No I understood that you wanted to put the freewhell on the motor. I was talking about a "motor" freewheel adapter. That is why I explained that he smallest freewheel available is a 13t was because you said you needed to stay with a 9t. But of course there is no one that I know of that makes an adapter to fit the Currie motors. I am doing a simular thing as you whereas, I am putting the freewheel or freewheels on a jack shaft instead of the motor. But i do plan on making my own special freewheel adapters to fit on the Currie motors. But again the smallest freewheel made is a 13t so you have to deal with the ratio on the axal gear. Like you I want to try gearing the 2 motors differently. Maybe a 13t and a 15t or 16t. But at first I will gear them the same and see how i like it.

If you have a freewhell on the axal already can you install a second one for a second motor. that is something I am now considering if I have the space for it. I hope to get back working on my project late next week so I will know better if I have the space.
 
Sorry this project got put on hold, good thing about a trike is that it takes up little garage space when standing vertical on it's rear wheels!

Thank you 12p3phPMDC for the link to Harriscyclery. I emailed them with my information and received a quick reply telling me the parts I needed and where they were on the website. Parts are now ordered, should be in Monday. I'll start installing next week.

Next on the list is buying a new battery. In about a month I'll get Tax money back from installing a solar electric system on the roof and I'm thinking of buying a Ping 24v 30ah battery. It seems most posts I've read, people feel this is a good way to go. Losing the SLA weight would be helpful since I often carry 600 lbs of passenger weight on the trike. I want to just plug the battery in, have it charge, unplug the charger and take off. I know nothing about BMS, I do not want to open the battery package and test things. I just want to climb on and go.... The SLA batteries are in good shape now and are working fine, but they will not go to waist, I have the iMow robotic lawn mower that uses the same 12v20ah batteries.
 
Jeff,

No problemo, Harris is a great shop! I got a good deal on the Alfine 8 speed and other 3 speed parts as well.

RIP Sheldon.
 
I received all the little parts I needed from Harris and everything fit perfect. Switching both the fixed and free wheel sprockets around on a 7/8" shaft took a little time. As well as making a motor mount. But it was just a bolt on removal and installation, so everything was straight forward. At this time the Trike is now back together with the [winter] flatbed removed and the [summer] Rickshaw rear seating reinstalled.

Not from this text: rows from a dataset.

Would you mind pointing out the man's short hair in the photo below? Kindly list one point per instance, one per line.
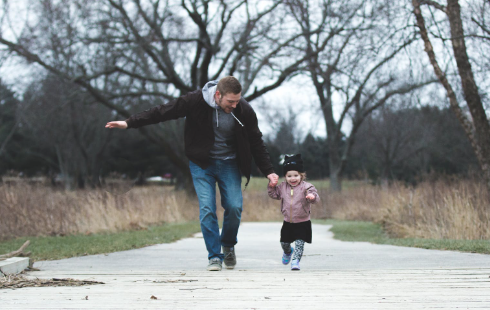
(228, 85)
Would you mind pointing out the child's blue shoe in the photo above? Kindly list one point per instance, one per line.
(286, 258)
(295, 264)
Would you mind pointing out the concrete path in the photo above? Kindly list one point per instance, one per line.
(334, 275)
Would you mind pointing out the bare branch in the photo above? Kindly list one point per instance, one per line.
(435, 4)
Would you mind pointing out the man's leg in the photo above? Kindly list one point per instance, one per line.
(205, 185)
(229, 183)
(230, 187)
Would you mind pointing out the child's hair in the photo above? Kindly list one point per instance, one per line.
(302, 174)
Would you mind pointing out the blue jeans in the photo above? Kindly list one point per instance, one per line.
(228, 177)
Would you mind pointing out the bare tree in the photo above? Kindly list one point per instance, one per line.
(352, 50)
(124, 51)
(476, 124)
(63, 118)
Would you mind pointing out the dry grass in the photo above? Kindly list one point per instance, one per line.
(443, 209)
(33, 210)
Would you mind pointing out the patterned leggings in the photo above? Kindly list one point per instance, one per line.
(298, 250)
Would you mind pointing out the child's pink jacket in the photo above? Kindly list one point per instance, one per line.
(294, 205)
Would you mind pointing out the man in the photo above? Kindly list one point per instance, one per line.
(221, 136)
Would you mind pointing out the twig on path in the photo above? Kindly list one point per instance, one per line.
(19, 281)
(19, 252)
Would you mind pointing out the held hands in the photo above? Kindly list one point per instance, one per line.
(117, 124)
(273, 179)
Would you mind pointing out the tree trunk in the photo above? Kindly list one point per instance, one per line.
(478, 130)
(470, 89)
(335, 163)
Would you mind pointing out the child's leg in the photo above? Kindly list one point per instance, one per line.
(298, 251)
(286, 256)
(286, 247)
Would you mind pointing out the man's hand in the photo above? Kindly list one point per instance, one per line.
(273, 179)
(117, 124)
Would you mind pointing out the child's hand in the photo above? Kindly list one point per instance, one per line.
(273, 179)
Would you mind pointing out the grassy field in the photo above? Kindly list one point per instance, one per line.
(447, 214)
(57, 247)
(374, 233)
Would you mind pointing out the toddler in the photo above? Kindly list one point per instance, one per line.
(296, 197)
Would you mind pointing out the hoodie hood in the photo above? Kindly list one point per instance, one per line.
(208, 92)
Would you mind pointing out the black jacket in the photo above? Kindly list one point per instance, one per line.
(199, 134)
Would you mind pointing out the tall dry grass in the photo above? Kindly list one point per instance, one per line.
(441, 209)
(31, 210)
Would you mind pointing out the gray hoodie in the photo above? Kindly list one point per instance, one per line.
(223, 125)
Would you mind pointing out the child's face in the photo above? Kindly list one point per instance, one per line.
(293, 177)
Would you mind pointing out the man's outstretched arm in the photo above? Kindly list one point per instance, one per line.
(117, 124)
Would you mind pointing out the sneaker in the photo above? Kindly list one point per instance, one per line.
(286, 258)
(295, 264)
(230, 257)
(214, 264)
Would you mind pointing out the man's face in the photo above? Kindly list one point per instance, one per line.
(227, 102)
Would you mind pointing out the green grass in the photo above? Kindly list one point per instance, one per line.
(56, 247)
(370, 232)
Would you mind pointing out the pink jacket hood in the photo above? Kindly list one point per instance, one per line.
(294, 205)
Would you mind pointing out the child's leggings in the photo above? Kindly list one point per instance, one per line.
(298, 250)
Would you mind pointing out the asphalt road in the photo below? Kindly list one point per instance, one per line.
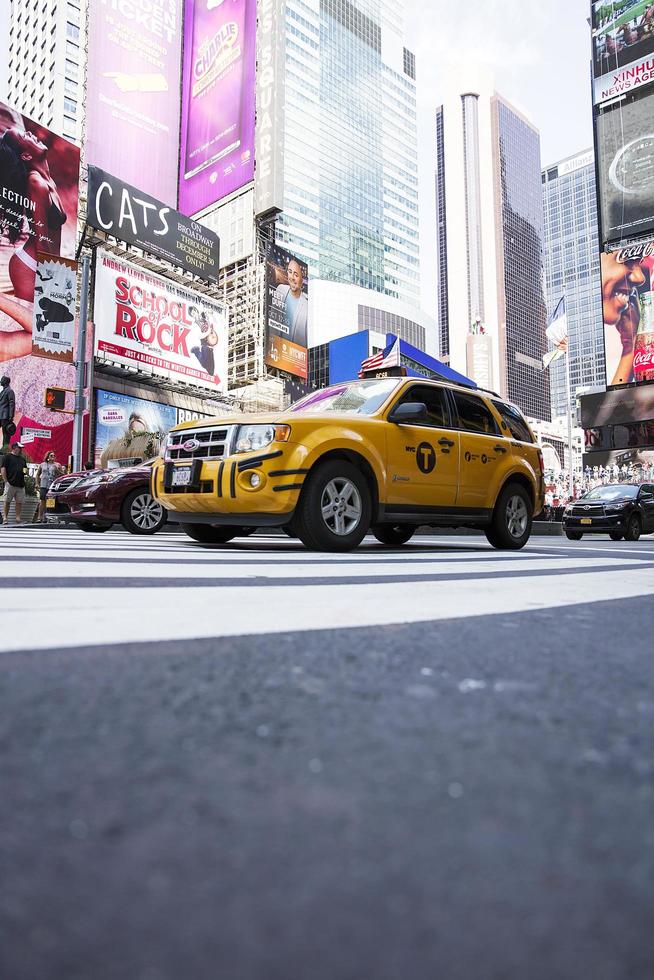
(254, 763)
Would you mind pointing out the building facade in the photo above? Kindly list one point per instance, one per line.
(572, 269)
(491, 305)
(46, 62)
(350, 207)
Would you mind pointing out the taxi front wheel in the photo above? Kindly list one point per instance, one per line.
(511, 524)
(335, 509)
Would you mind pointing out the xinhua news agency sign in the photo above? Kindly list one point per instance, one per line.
(134, 217)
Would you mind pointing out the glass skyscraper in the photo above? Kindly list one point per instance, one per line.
(572, 270)
(350, 145)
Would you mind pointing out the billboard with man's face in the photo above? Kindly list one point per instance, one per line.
(218, 79)
(287, 311)
(39, 177)
(132, 97)
(625, 146)
(628, 310)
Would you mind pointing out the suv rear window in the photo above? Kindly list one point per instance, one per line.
(514, 422)
(474, 415)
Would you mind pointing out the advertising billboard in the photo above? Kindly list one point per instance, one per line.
(129, 429)
(286, 312)
(628, 310)
(132, 216)
(633, 464)
(132, 95)
(623, 42)
(218, 78)
(625, 146)
(271, 77)
(618, 406)
(39, 177)
(146, 321)
(55, 299)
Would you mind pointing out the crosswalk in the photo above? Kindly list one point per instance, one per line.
(63, 588)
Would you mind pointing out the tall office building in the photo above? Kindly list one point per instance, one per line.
(350, 205)
(572, 270)
(45, 67)
(491, 307)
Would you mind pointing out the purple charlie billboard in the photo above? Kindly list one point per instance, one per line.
(217, 147)
(132, 100)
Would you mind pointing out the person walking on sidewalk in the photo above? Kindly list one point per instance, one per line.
(46, 474)
(7, 409)
(12, 470)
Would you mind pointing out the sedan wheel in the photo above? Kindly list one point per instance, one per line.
(142, 514)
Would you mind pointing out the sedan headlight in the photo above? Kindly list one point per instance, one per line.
(251, 438)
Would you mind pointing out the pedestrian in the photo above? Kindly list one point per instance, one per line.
(13, 473)
(7, 409)
(46, 474)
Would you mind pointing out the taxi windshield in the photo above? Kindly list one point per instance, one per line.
(354, 397)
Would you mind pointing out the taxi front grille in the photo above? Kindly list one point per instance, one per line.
(191, 444)
(588, 510)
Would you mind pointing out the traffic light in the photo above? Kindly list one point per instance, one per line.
(55, 399)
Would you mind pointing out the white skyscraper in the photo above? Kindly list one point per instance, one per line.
(350, 145)
(491, 307)
(45, 67)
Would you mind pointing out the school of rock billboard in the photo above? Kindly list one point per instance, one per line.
(218, 101)
(142, 320)
(39, 177)
(287, 312)
(628, 311)
(132, 97)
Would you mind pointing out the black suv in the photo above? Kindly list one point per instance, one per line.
(621, 510)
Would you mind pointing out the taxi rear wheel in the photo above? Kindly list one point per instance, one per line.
(207, 534)
(335, 508)
(511, 524)
(394, 534)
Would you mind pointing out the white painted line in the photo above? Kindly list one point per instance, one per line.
(80, 617)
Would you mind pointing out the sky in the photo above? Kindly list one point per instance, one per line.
(539, 53)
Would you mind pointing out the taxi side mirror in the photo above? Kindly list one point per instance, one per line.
(409, 412)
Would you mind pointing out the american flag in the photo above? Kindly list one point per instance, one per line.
(389, 357)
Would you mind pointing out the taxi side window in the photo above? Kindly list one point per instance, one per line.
(436, 401)
(514, 422)
(474, 415)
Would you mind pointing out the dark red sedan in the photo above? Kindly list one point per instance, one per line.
(96, 500)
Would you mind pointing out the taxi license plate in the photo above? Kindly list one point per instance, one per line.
(181, 476)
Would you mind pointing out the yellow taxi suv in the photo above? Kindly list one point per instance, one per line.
(380, 455)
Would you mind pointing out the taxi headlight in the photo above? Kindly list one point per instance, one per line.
(251, 438)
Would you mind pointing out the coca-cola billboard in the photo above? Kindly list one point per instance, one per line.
(628, 310)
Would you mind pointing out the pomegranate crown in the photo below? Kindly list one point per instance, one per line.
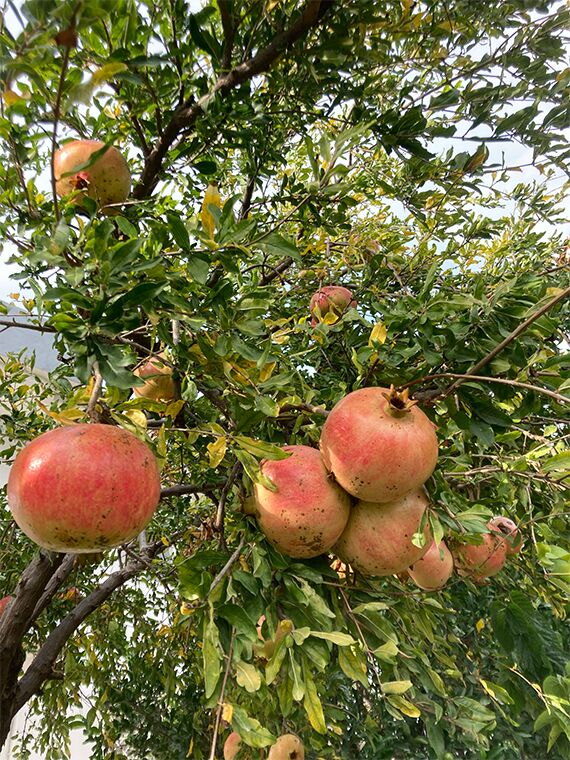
(399, 402)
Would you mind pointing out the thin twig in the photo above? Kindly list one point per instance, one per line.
(221, 699)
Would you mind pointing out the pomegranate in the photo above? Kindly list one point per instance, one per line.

I road tested the Trike last night by myself. [no passengers] With the 3 spd now installed with the input rear sprocket changed from 20 to 23 tooth, the 450 watt 24v currie motor goes about 6mph in 1st, 12mph in 2nd and 18mph in 3rd. I know this is slow for most people but perfect for my use. Most of my riding is on flat ground with only a train track overpass between myself and the main town. Sadly, I do not know how far I can travel on 24v 36ah SLA batteries, But since I plan to buy a 24v 30ah from ping shortly I'll wait and test things then. This weekend I'm off to Dewey Beach Delaware for a St. Patty's Day and local pub opening event. [during the winters the pubs are closed] Temp may hit 70 degrees and I'm sure many of the pub crawlers will want to ride from pub to pub on this electric 3 spd Rickshaw Trike.

I want to thank everyone that helped me on this site. If you're local to Delaware sometime please look me up, I'd love to let you try this EV.

BTW - The Trike did qualify as a 3 wheeled EV for a 10% tax write off of the total cost....
Thanks Again....
 
Got any more pics of this build? I would love to see how you rigged up the 3 spd. hub.